Analysis: Recent clinical data suggests that low-dose naltrexone, an opioid receptor antagonist, may reduce weight gain associated with smoking cessation. Bupropion SR (a norepinephrine-dopamine reuptake inhibitor) is generally appreciated as a weight-neutral antidepressant, though sometimes will cause mild weight loss. Each drug standing alone – nothing looks groundbreaking in obesity treatment. So what does CEO Gary Tollefson, MD, PhD, know about brain circuitry to support the combination? And just how would treatment look clinically?

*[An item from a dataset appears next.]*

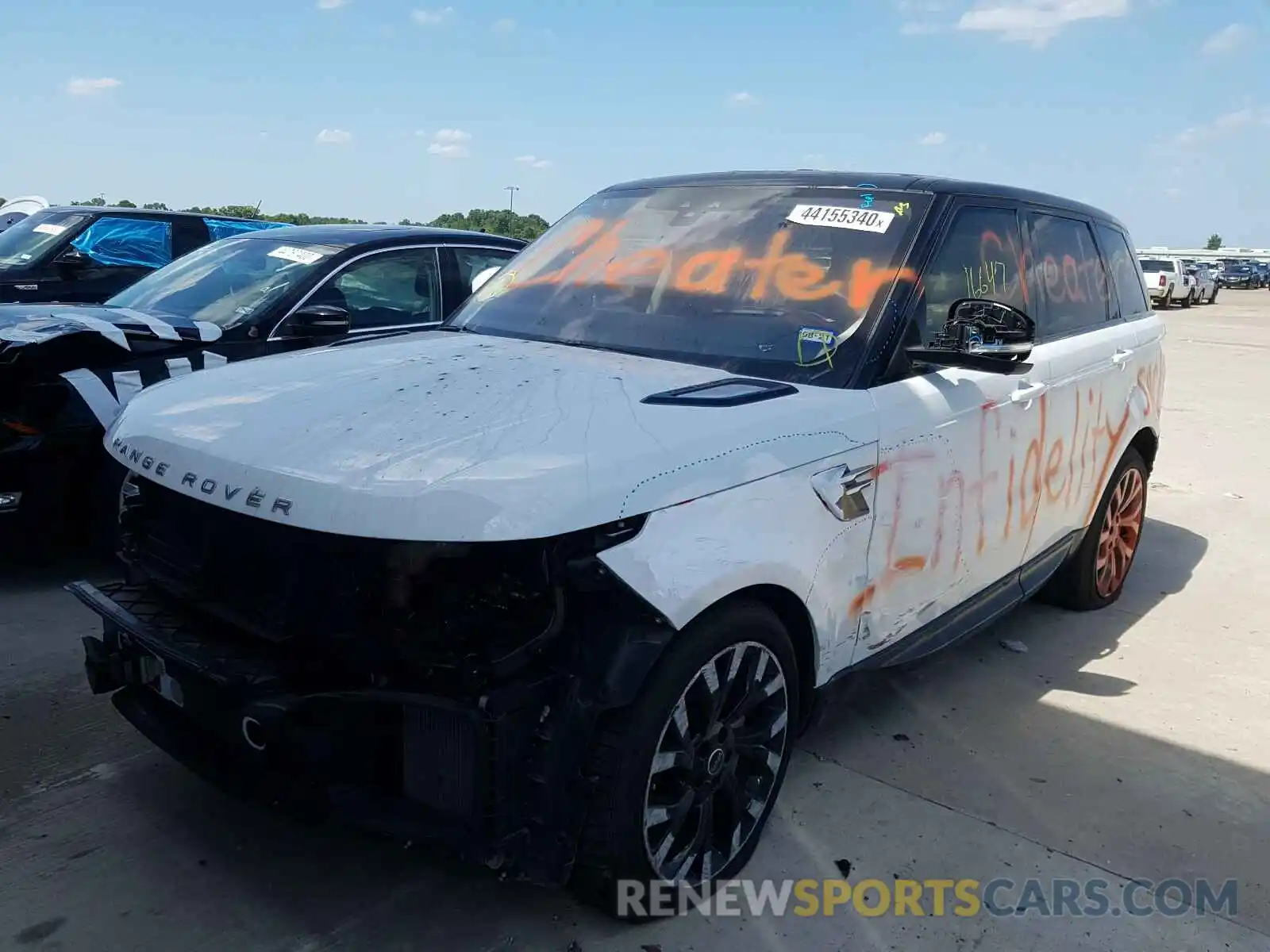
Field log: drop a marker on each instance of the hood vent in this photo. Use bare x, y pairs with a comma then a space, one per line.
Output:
729, 391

The dual action would appear to modulate activity in the brain’s opioid-dopamine-reward system and theoretically, I suspect, dampen eating behavior that may be associated with the release of endorphins and other pleasure-type molecules. The result: a kind of stabilization of appetite and over-eating. If this concept is accurate, it has an intuitively appealing quality in that it may mitigate ‘yo-yo’ dieting, more rapid weight loss, and other faddish approaches that have been shown never to work in the long run. However, my gut impression (pardon the pun here) here is that efficacy may be somewhat limited, effects may take time to establish and may not be in the kind of range to attract many long-term users. The large patient numbers in each trial and the substantial trial length may reflect more modest kinds of weight loss over time. Then again, it is precisely this kind of treatment – more measured and steady that is most likely to have long term success.